The film has been edited to look like it has been shot in one continuous long take. Transitions are made with long shots of the skyline (day to night, and vice versa), or of corridors and other spaces. This format obviously requires superior choreography, and it does not disappoint. The camera work is the real star in the movie.
The production design lovingly sets up every detail of the inside of a theatre house, and no space is unexplored, not even the dark staircases. The costumes are not pretty or grand, and the cinematography is definitely not startling, but they are effective. The editing, though subtle, is by far one of the best we can expect this year.
Michael Keaton delivers his best performance yet. He plays a normal man who is restless, but has no reason to be. His frustration becomes yours as he slowly loses it. After watching the movie, you cannot think of anybody more suitable to play the aging, jaded Riggan, who is still waiting for that one shot at brilliance.
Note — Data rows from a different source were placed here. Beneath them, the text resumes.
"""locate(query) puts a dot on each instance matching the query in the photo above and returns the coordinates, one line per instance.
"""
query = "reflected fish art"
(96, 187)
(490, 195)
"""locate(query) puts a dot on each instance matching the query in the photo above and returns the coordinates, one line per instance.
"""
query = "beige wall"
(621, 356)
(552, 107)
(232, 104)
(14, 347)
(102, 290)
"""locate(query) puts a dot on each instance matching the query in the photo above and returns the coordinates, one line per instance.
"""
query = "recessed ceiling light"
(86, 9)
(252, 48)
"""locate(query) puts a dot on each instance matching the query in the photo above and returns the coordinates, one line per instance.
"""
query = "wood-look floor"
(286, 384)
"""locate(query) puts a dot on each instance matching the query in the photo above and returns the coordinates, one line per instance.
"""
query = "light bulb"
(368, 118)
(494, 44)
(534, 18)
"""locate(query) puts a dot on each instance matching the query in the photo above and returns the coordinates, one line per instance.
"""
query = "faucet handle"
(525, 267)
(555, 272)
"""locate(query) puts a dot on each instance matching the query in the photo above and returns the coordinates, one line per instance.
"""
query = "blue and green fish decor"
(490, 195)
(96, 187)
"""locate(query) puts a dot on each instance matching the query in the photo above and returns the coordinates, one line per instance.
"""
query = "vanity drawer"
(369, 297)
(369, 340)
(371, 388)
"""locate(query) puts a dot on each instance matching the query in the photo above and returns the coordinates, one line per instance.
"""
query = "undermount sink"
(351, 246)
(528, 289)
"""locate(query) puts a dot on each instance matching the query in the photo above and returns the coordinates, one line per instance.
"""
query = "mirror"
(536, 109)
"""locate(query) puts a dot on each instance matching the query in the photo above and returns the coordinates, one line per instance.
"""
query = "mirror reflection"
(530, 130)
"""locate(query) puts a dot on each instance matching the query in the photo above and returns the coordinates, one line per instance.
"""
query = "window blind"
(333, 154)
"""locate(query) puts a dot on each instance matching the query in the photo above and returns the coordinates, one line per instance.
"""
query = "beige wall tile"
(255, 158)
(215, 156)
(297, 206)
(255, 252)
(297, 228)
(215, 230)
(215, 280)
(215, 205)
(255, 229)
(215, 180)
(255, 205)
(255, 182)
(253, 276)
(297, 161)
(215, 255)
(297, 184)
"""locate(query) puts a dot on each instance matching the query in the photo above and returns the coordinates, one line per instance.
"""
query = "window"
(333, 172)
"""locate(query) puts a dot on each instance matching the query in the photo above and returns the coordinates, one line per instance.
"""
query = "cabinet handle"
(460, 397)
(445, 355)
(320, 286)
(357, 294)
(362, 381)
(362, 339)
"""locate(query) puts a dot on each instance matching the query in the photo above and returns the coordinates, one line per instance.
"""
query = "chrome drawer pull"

Edward Norton is suitably evil, yet vulnerable enough for you to not hate him. Naomi Watts and Andrea Riseborough play the more complicated beings in this circle, who are too self-involved to think of themselves as anything more than victims. Emma Stone and Zach Galifianakis are underused, relatively. Both are definitely out of their comfort zones in their choices of roles in this movie - the usually onscreen sunny girl is a sulking one, and the always-eccentric idiot is the smart one here.
Birdman is not an easy film to watch. It is also not a very happy film. It can leave you stunned and depressed, and reflective. It is not very comprehensible at first watch, though it is not a complicated movie, either. Does all that mean you should avoid it? Absolutely not, but it is entirely your call. Just know that it is not an entertainer, and may make a philosopher out of you, or worse, make you unhappy with yourself, if you empathise with the protagonist.
It is, finally, an important movie, and very, very abstract.